I need some help thinking through the security risks of exposing a VLANed VM to the internet, and some best practices advise
I would like to host a website from my home. I know the first rule of self-hosting is "don't", but I'd like to try.
This will be a dynamic site with very little expected traffic.
I was thinking of running a virtualized pfSense on a R730XD server. pfSesnse will be responsible to set up my DMZ vlan where I will host and expose a VM webserver (probably Ubuntu).
Here's what I was thinking:
Legend:
Purple: R730XD server
Red: pfSense VM
Pink: VLAN - DMZ
Aqua: VLAN - Home Wifi
Green: VLAN - Home Wired
Notes:
- VM-pfSense will be my nameserver and DHCP server
- My R730XD will be pulling double duty as my NAS running ZFS with an NFS setup
- The R730XD "Host" will get it's IP from BR2 via DHCP if I can work it, may need static IP here...

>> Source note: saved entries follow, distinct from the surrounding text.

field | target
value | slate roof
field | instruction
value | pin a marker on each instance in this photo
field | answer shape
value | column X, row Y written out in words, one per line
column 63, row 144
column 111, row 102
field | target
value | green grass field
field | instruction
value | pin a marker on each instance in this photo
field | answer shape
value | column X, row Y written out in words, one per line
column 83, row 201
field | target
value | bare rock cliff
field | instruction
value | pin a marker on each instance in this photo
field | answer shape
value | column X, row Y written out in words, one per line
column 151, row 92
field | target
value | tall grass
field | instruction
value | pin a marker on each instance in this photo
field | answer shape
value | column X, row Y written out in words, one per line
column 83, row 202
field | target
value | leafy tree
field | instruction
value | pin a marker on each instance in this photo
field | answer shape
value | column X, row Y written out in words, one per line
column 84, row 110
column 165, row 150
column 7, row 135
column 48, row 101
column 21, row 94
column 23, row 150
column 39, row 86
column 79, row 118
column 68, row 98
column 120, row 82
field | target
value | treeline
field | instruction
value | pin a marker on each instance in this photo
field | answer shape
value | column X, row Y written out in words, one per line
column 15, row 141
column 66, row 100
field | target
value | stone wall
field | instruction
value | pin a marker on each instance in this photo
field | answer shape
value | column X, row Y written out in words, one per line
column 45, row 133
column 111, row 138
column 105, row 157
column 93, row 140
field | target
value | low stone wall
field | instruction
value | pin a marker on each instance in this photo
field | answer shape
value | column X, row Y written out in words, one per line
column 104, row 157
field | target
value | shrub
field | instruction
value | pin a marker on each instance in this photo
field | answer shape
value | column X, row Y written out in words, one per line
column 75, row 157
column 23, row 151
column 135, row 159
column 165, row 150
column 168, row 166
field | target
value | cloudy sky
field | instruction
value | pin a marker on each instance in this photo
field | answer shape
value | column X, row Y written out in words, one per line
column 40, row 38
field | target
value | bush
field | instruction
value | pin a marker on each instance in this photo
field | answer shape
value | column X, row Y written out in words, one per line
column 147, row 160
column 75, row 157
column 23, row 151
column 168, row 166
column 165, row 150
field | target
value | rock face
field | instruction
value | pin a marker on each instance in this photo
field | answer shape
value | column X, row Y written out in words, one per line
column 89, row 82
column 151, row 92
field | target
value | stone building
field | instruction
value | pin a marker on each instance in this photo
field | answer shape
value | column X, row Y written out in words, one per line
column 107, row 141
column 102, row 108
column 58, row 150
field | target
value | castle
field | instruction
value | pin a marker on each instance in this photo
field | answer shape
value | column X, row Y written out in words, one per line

- Other VMs hosted on R730XD will attach to BR2 as well
- I will be firewalling my R730XD somewhat, and really lock-down "Webserver" via IPTables
So questions:
- is this insane?
- are there much better ways to do this or obvouse changes you would make?
- Assuming "Webserver" is basically hosting a Wiki with ports 22 & 443 exposed, scale of 1-10 how risky is this? 1 being bubble-wrapped child and 10 being FBI raids my home for being hacked and hosting nefarious things.